建仁寺の見どころで有名なのが双龍図です。法堂の天井に巨大な二匹の龍が描かれ、見上げた時の迫力は京都観光の良い思い出になる見応えがあります。方丈と法堂が繋がっているので、有料の方丈から入ればそのまま見ることができます。

双龍図とは

建仁寺の双龍図

双龍図は、意外と新しい作品で、2002年(平成14年)に建仁寺創建800年を記念して作られたものです。日本画家小泉淳作の作品で約2年の歳月を掛けて描かれたものです。詳細をまとめると次のようになります。

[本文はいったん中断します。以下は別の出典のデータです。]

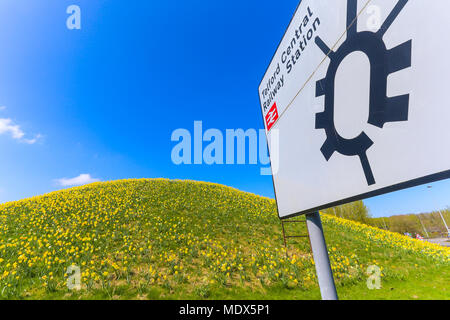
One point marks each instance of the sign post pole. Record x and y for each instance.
(321, 258)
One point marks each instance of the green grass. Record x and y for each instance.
(161, 239)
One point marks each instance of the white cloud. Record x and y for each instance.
(7, 126)
(82, 179)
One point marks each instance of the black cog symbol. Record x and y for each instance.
(383, 62)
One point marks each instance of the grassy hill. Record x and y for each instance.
(161, 239)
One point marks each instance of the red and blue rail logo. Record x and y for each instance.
(271, 117)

  • 双龍図の大きさは縦11.4m、横15.7mで、畳108枚分の大きさ。
  • 紙は、麻紙(まし)→麻をすりこんだ和紙
  • 墨は、明墨(みんぼく)
  • 36枚のパネルに描かれ天井に貼り合わされ完成

法堂の中に入ると凄い大きさと迫力で見応えがあるので、建仁寺に行った際にはぜひ見ていただきたい天井画です。

小泉淳作とは

小泉淳作(こいずみじゅんさく)は神奈川県鎌倉市生まれの日本画家、陶芸家。鎌倉五山第位一位の鎌倉・建長寺の雲龍図も制作しており、京都の建仁寺の双龍図も制作しています。

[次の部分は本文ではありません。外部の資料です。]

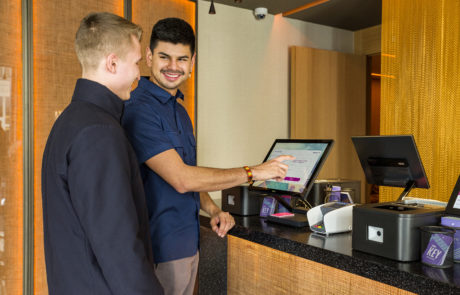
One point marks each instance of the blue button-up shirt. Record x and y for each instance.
(155, 122)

  • 鎌倉五山は、建長寺・円覚寺・寿福寺・浄智寺・浄妙寺
  • 京都五山は、南禅寺・天龍寺・相国寺・建仁寺・東福寺・万寿寺

となっており、建仁寺は京都五山の第四位のお寺。

つまり小泉淳作は建長寺の『雲龍図』、建仁寺『双龍図』を制作。その他、東大寺の襖絵など、有名なお寺に関わっている人物です。その後、2012年に肺炎のため87歳で死去しています。

2. 方丈にある風神雷神図

建仁寺で見ることができる風神雷神図は、俵屋宗達によって描かれたものではなく複製品です。本物は現在、京都国立博物館にあるので、そちらも合わせて見てみると違いを比較し楽しめると思います。また、

風神雷神図屏風

風神雷神図屏風の大きさは縦154.5㎝、横169.8㎝。
現在は京都国立博物館に寄託されており、建仁寺で見られるのは複製の屏風と陶板ですが、これはこれで美しく、見どころの一つといえる代物です。ちなみに風神雷神図は、江戸初期の画家である俵屋宗達の最高傑作と言われています。

風神・雷神とは

建仁寺の風神

元々風神と雷神はインドの聖典であるリグ・ヴェーダに登場するのが起源とされています。それが日本に伝わり、三十三間堂にある風神と雷神の像となり、それを元にして風神雷神図屏風が作られたと言われています。

このような経緯を知り、建仁寺と三十三間堂の風神・雷神を見比べてみると姿がかなり似ていることがわかり楽しめると思います。

また、風神・雷神は千手観音の眷属とされる二十八部衆に所属しており、建仁寺では風神・雷神のみが描かれていますが、三十三間堂では風神・雷神を含めた二十八部衆を仏像として見ることができます。

  • 風神とは
    ヴァーユと言われる富貴栄達を授ける神。バラモン教やヒンドゥー教ではインドラと共に空界を占めますが、仏教として日本に伝わると、インドラは帝釈天となり、ヴァーユは風神となっています。
  • 雷神とは
    雷神はヴァルナと言われる神で、古代インドの聖典リグ・ヴェーダでは水神としての性格も持つ神とされます。古代インドの各宗教を経て、日本に伝わった仏教では、雷神は虎柄のふんどしと連太鼓とばちを持つ姿で描かれています。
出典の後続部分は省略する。